Caldwell County Highpoint Trip Report

Calloway Peak

Date: December 31, 2007
Author: Edward Earl

Calloway Peak is the highest of several summits on Grandfather Mountain, which is the home of the famous "Mile High Swinging Bridge", a tourist pedestrian suspension bridge. There are 3 ways to approach Calloway Peak: the Daniel Boone Scout Trail on the east, which starts on the Blue Ridge Parkway very close to the Watauga/Caldwell county line; the Profile Trail from the north at NC-105; and the Grandfather Trail from the southwest, which starts from the main tourist area (at the suspension bridge) off of US-221 a few miles east of Linville. The trail identified on the 7.5' topo as the DB Scout Trail is actually the Grandfather Trail. All three trails involve a little under 2000 feet of total gain, though the Grandfather Trail has somewhat less net gain due to a higher start and a substantial amount of up-and-down over each of several rocky peaks on the Grandfather Mountain massif. The first two of these trails can be hiked by purchasing a permit at a number of outdoor-oriented retail stores in Boone, Blowing Rock, and perhaps other nearby towns for about $7 per person. I, however, opted for the $14 entrance fee for the main tourist area that provides access to the Grandfather Trail, owing to increased convenience, limited season, greater ease of obtaining information, and closure of the Blue Ridge Parkway where the DB Scout Trail starts.

I began my hike shortly before 11 AM under crisp, clear, blue skies and chilly temperatures only slightly above freezing. The trail surface was often rock slabs and these were often covered with a layer of ice, which requires careful movement. There are some cables and ladders for assistance on slabs and boulders. After nearly 700 feet of gain, the trail tops out on MacRae Peak (identified as Raven Rocks on the topo), whose summit boulder can be climbed with the help of a ladder.

Coming down to MacRae Gap just northeast of the peak, I faced my toughest challenge of the trip: a 100-foot series of steep slabs thoroughly plastered with a few inches of ice. There was a cable but the total lack of dry rock for foot placement rendered it useless. To climb down it would have been suicidally hazardous. An overhanging face on the right and a drop-off on the left made circumnavigation nigh impossible. I finally found a dry rock slab on the left, leading to a couple of frozen moss ledges from which I could downclimb a small tree several feet to easier ground where I could finally traverse to the bottom of this very dangerous obstacle.

The crux of the route may have been behind me but I still faced some scrambling under truck-sized boulders (no ice, thankfully) and up a class 3 chute before finally topping out on easier ground on the summit ridge of Calloway. After traversing a long slab ridge down to a broad saddle, I arrived at the summit of Calloway after a total of 2 hours and 15 minutes hiking time. Two rock outcrops mostly hidden under short pine trees served as candidates for the highest natural ground. To be sure of reaching the HP of Caldwell county (whose western tip is an asymptotically narrowing sharp point that may or may not reach the summit of Calloway), I continued on the trail several hundred feet E of the summit, climbing onto any boulder on the ridge crest, until the ridge began to drop significantly.

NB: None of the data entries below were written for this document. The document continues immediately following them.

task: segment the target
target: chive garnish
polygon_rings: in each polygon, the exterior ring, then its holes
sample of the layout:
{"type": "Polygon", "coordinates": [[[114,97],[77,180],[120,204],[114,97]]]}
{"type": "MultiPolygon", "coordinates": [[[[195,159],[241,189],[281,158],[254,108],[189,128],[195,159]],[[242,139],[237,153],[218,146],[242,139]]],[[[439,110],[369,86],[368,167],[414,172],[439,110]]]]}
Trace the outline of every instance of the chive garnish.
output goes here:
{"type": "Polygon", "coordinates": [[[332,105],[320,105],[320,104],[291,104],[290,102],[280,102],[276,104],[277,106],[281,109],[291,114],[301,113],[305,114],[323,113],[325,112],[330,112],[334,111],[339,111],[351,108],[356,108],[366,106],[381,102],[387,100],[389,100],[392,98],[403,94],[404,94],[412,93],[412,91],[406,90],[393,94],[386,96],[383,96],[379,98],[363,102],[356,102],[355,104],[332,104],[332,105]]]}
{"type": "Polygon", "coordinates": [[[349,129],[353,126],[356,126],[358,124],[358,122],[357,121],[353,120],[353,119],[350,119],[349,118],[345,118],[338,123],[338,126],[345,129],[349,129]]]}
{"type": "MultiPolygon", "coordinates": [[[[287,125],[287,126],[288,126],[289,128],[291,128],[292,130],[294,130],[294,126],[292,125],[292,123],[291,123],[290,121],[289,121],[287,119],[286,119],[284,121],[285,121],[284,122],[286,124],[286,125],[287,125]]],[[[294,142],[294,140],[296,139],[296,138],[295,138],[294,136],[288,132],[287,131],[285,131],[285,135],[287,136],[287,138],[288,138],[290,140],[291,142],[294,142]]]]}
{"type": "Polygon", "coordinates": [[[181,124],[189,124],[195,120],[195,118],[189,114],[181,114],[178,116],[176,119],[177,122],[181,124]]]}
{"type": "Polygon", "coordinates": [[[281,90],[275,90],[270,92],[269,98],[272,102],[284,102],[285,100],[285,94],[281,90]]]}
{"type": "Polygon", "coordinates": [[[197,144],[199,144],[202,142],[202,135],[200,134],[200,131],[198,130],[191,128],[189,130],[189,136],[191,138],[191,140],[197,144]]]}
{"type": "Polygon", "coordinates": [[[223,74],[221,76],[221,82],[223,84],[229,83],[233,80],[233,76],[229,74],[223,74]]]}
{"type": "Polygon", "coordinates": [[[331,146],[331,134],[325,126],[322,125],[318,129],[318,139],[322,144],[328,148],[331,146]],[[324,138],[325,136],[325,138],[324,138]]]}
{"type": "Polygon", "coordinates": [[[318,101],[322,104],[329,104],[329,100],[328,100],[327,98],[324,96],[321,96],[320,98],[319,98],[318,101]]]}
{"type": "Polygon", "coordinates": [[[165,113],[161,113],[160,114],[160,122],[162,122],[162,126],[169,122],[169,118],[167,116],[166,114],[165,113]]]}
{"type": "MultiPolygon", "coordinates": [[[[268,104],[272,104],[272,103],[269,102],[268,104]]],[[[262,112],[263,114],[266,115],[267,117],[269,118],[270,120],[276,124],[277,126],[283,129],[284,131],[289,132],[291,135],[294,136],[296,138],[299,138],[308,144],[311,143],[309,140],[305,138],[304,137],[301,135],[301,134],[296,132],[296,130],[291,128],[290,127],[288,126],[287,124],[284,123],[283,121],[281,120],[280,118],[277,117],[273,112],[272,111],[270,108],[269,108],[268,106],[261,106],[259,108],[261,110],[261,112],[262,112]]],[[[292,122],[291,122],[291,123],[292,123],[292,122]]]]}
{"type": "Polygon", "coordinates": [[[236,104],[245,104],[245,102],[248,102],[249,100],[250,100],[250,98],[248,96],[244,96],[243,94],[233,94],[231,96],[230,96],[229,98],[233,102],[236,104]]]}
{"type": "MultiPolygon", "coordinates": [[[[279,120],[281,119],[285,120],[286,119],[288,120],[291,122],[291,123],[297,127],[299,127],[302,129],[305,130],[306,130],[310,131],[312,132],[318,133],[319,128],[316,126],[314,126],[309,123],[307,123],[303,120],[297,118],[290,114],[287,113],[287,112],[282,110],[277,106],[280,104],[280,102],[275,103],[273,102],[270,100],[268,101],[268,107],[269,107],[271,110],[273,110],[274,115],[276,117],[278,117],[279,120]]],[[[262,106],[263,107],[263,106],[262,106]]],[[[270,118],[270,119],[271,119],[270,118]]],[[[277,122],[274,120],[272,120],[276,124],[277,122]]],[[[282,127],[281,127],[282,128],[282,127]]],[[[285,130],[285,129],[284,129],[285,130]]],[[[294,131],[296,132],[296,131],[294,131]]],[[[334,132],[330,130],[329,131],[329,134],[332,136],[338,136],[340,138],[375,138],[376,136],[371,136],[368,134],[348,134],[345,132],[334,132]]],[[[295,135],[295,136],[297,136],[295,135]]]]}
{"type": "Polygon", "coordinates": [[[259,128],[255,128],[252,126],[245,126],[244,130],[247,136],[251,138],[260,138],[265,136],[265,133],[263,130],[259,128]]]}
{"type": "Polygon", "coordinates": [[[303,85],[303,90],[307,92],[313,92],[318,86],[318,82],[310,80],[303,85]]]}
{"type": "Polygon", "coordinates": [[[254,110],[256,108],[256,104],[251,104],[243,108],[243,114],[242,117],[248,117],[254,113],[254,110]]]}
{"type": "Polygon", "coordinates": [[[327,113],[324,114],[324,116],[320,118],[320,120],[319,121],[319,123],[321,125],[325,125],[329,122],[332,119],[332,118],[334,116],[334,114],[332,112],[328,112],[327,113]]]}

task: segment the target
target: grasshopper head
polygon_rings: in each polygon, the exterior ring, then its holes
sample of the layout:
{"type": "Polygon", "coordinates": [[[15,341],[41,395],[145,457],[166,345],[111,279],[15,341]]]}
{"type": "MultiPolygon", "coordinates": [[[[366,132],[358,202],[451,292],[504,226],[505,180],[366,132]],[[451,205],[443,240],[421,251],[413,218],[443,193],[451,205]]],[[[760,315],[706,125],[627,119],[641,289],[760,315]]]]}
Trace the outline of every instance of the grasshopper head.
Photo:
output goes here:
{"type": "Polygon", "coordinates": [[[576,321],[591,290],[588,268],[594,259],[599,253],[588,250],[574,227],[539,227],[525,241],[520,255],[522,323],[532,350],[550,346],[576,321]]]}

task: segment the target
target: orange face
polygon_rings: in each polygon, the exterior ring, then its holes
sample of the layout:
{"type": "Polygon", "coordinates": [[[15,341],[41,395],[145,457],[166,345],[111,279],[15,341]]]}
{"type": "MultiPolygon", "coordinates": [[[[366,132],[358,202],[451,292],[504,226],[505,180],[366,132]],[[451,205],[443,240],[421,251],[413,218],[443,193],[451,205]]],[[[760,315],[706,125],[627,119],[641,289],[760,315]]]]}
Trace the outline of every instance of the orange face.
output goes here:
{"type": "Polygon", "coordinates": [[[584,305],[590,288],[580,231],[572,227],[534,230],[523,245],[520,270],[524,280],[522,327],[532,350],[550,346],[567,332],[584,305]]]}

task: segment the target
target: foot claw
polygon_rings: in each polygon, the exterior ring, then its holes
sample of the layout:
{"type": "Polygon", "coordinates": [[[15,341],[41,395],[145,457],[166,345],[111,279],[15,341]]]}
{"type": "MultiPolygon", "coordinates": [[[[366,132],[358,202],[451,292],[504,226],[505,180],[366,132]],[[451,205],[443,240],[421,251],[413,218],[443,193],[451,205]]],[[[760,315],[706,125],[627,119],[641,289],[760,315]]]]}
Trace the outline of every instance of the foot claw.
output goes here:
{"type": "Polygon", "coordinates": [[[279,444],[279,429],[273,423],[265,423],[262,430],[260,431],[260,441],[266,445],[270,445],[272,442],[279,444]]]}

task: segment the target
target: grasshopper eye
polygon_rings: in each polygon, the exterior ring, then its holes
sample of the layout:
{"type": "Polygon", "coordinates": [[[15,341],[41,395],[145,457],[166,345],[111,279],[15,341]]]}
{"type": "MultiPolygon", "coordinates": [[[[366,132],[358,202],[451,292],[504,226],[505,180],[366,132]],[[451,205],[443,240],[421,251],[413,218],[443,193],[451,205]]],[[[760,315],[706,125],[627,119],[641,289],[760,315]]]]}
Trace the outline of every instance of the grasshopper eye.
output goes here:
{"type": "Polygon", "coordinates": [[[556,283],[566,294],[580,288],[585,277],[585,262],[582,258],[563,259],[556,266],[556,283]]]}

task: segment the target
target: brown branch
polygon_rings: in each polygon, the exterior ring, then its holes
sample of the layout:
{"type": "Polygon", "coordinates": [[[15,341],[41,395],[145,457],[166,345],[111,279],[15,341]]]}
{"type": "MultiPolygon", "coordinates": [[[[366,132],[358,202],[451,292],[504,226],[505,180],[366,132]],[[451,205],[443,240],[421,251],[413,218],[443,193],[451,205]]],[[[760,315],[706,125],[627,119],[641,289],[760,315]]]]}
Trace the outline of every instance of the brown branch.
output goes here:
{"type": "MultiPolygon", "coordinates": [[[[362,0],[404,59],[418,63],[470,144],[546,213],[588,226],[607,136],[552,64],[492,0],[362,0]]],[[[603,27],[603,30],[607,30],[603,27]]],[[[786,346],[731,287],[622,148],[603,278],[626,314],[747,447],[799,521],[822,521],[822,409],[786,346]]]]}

On the return trip, I discovered that just before the dreaded hazardous ice section was a trail junction from which I was able to take the Underwood trail, which contours around the north side of MacRae Peak instead of going over its summit. That allowed me to bypass the ice, hence the trip was much safer under the current conditions.

I required a little over 4 hours for the entire hike. Icy conditions accounted for much of this time. A highpointer in good physical shape and comfortable on class 3 rock in good trail conditions could probably do it in about 3 hours. Previous trip reports indicate that this trail is difficult despite the cable and ladder improvements. This is basically true but it is not due to inadequate improvements. The trail is well maintained and the cables and ladders are well anchored and in good condition. It's an inherently rocky route, challenging for many people not adept on rock.